Order in which the components are listed in the form. The browser will display form fields in the order in which they are included in the form.
Use of container forms. For example, to create a vertical row of buttons, use the <ButtonRow> container component.
Many forms are not visible to the user but help process data from an external resource through the resource adapter before passing it into Waveset. In visible forms, too, some components can be hidden. These hidden components are used to process this incoming data as well as to transform data in visible forms.
Some hidden processing within forms is carried out by the methods in the FormUtil Java class. These are frequently used when populating lists in forms from information retrieved dynamically from an external resource.

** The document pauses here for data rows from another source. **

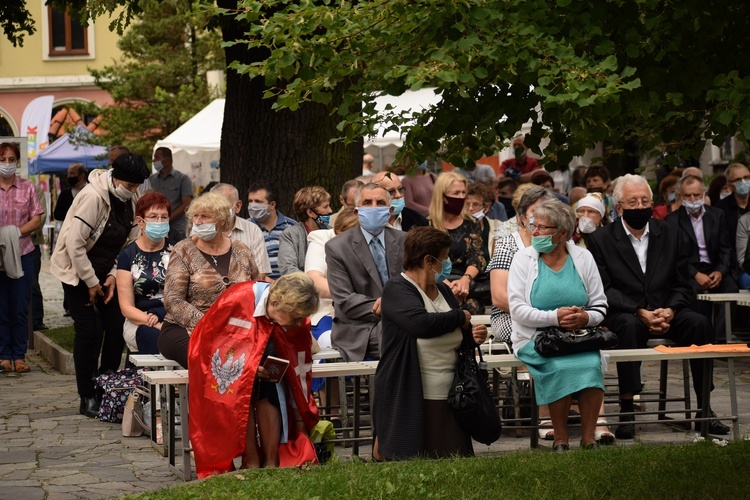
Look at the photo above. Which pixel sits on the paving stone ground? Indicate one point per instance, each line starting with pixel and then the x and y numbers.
pixel 49 451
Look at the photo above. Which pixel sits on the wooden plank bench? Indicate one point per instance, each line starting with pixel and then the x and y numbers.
pixel 178 379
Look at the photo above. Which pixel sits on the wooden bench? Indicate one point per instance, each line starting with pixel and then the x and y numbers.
pixel 175 381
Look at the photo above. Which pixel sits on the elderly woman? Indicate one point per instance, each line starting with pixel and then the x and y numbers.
pixel 590 212
pixel 141 271
pixel 200 268
pixel 423 327
pixel 262 416
pixel 97 226
pixel 555 283
pixel 447 213
pixel 312 205
pixel 20 215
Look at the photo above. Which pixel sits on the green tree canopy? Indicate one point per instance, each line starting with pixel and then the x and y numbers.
pixel 159 83
pixel 669 74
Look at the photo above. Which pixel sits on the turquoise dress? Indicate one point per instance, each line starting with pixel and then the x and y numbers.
pixel 555 378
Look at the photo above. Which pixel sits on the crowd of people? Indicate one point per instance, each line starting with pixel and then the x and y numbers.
pixel 394 275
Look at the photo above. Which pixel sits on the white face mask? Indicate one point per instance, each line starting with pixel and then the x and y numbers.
pixel 205 231
pixel 8 169
pixel 586 225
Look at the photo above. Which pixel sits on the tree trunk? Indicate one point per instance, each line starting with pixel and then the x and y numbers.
pixel 289 150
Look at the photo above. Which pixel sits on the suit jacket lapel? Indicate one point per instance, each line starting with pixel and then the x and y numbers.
pixel 361 249
pixel 392 253
pixel 653 253
pixel 625 247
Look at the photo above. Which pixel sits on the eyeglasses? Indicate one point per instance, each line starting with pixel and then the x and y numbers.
pixel 533 227
pixel 636 203
pixel 156 218
pixel 736 181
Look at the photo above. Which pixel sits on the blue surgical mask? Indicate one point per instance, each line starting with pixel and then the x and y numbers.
pixel 543 244
pixel 373 219
pixel 205 231
pixel 742 188
pixel 398 205
pixel 322 220
pixel 156 231
pixel 446 266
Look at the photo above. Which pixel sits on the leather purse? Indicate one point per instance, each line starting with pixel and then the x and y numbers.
pixel 555 341
pixel 470 397
pixel 133 421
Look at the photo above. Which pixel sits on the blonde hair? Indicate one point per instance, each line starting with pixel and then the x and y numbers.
pixel 215 204
pixel 294 293
pixel 442 184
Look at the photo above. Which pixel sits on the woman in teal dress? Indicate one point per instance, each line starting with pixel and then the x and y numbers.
pixel 555 283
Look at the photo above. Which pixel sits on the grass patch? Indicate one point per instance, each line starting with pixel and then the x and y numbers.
pixel 701 470
pixel 62 336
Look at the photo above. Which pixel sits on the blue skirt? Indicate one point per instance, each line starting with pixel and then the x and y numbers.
pixel 555 378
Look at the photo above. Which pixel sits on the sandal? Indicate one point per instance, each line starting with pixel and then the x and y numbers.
pixel 545 430
pixel 603 437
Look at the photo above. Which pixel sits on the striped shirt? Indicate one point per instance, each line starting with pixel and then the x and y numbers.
pixel 18 204
pixel 272 241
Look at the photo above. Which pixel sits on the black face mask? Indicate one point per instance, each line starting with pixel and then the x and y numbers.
pixel 637 218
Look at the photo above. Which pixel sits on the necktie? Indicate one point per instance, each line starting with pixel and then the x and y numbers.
pixel 378 254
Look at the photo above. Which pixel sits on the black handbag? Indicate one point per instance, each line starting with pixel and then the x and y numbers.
pixel 471 400
pixel 555 341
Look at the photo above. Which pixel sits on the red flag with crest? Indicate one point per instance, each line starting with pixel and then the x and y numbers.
pixel 225 351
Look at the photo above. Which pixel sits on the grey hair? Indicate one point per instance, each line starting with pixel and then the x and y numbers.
pixel 531 196
pixel 371 185
pixel 228 190
pixel 557 214
pixel 689 179
pixel 731 168
pixel 630 180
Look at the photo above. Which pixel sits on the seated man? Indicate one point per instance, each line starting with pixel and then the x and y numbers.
pixel 645 277
pixel 360 262
pixel 705 237
pixel 262 201
pixel 402 217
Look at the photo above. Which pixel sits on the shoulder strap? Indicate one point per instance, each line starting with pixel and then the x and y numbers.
pixel 258 289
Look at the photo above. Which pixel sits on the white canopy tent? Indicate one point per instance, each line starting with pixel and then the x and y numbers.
pixel 195 145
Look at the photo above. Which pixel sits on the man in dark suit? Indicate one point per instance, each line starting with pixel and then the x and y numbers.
pixel 402 217
pixel 360 262
pixel 645 277
pixel 706 240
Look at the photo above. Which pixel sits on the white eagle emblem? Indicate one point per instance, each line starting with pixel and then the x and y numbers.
pixel 226 373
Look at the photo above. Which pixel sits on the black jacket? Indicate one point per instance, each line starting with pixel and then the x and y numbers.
pixel 666 282
pixel 716 234
pixel 398 408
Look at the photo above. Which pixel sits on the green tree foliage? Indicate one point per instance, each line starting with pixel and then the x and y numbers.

This section discusses the following tasks, which permit you to process data and optionally hide this processing in forms. Typical tasks include:
Adding a Password Confirmation Challenge
Including XPRESS Logic Using Derivation and Expansion elements
Calling Methods to Populate Lists
Building DN strings
Getting a list of object types for which the session owner has access
Getting a list of organizations
Getting a list of unassigned resources
Obtaining a list of resource object names
Disabling components
Hiding components
You can add a password confirmation challenge to select forms by adding a RequiresChallenge property. When this feature is enabled, Waveset will challenge the currently logged-in administrator for his password before processing a request. The forms that support this option include:
userForm (Tabbed User form, Wizard User form, and default User form)
changePassword (by default, Change Password form)

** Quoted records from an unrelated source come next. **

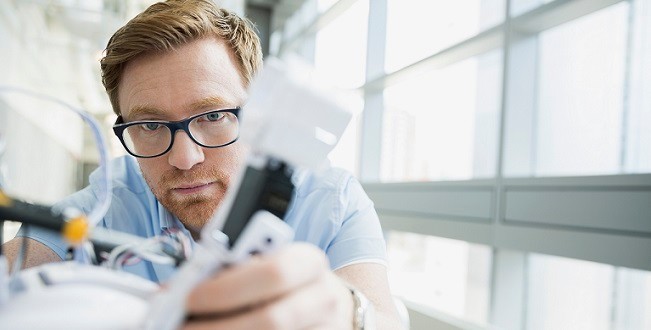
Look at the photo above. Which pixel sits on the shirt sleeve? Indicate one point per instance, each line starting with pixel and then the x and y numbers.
pixel 360 238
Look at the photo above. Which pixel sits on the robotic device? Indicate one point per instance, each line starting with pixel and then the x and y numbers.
pixel 287 123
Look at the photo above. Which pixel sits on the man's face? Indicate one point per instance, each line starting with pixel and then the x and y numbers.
pixel 189 180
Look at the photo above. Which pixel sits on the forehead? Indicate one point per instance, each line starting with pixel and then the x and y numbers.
pixel 193 78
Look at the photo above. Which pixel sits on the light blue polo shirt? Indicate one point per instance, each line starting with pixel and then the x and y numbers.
pixel 329 209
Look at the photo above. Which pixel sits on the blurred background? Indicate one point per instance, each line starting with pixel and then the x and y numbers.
pixel 506 143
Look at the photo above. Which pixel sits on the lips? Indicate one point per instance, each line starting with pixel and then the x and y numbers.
pixel 190 188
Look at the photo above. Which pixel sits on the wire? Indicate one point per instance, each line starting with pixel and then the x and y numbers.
pixel 19 263
pixel 104 191
pixel 105 186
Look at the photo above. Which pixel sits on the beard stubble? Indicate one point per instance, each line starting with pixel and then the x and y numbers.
pixel 192 211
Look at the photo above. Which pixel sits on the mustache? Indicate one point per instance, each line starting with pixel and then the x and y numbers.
pixel 175 177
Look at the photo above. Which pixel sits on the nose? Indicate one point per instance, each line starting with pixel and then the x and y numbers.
pixel 185 153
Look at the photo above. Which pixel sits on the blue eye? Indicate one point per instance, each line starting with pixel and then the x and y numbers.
pixel 150 126
pixel 214 116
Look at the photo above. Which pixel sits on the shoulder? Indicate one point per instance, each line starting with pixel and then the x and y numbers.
pixel 331 180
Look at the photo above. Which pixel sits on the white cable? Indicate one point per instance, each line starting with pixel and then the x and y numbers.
pixel 104 191
pixel 104 197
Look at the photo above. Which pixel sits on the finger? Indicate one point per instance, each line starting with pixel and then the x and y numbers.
pixel 259 280
pixel 323 304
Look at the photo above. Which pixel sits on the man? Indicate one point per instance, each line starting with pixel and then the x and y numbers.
pixel 189 60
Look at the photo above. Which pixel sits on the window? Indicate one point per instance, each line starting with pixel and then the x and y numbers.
pixel 574 294
pixel 443 274
pixel 442 125
pixel 417 29
pixel 340 60
pixel 580 103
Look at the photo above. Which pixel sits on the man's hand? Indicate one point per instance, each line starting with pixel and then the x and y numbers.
pixel 292 288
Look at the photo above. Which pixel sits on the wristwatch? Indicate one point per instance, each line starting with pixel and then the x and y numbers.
pixel 363 313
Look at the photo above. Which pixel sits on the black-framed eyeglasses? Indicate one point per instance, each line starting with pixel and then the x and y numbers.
pixel 152 138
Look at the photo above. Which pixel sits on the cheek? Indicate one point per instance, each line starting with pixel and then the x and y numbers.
pixel 152 168
pixel 228 159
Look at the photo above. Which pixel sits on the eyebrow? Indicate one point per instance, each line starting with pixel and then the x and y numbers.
pixel 139 111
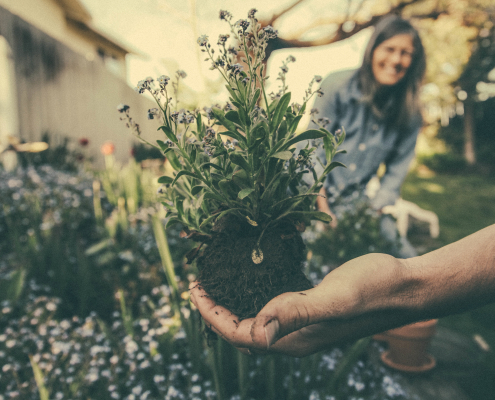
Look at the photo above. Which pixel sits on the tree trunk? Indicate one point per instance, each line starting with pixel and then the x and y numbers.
pixel 469 126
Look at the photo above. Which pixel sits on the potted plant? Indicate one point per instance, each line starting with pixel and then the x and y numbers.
pixel 408 346
pixel 236 185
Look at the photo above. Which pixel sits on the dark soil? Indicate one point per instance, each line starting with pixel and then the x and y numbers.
pixel 228 274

reset PasswordForm (by default, Reset User Password form)
You specify this property differently for each form.
To add a password confirmation challenge to a user form, add the following RequiredElement element as shown below, with substitutions for password, email, and fullname:
<Property name='RequiresChallenge'> <List> <String>password</String> <String>email</String> <String>fullname</String> </List> </Property>
The value of the property is a list of one or more of the following User view attribute names: applications, adminRoles, assignedLhPolicy, capabilities, controlledOrganizations, email, firstname, fullname, lastname, organization, password, resources, roles.
To add a password confirmation challenge to either changePassword or resetPassword form, add the following <RequiresChallenge> element as shown below, with substitutions for password, email, and fullname:
<Property name='RequiresChallenge' value='true'/>
where the value of property can be either true or false.
If the property is set to true in the form, Waveset will challenge the current administrator who is requesting the change to enter the password he used to log in to Waveset. If the challenge is not successful (that is, the current administrator's password is not entered), Waveset will not permit the challenge. If the challenge is successful, Waveset will permit the change request to proceed. Both password management forms support the use of the RequiresChallenge form property. When this property is set to true, the user is prompted to enter the old password after specifying the new password.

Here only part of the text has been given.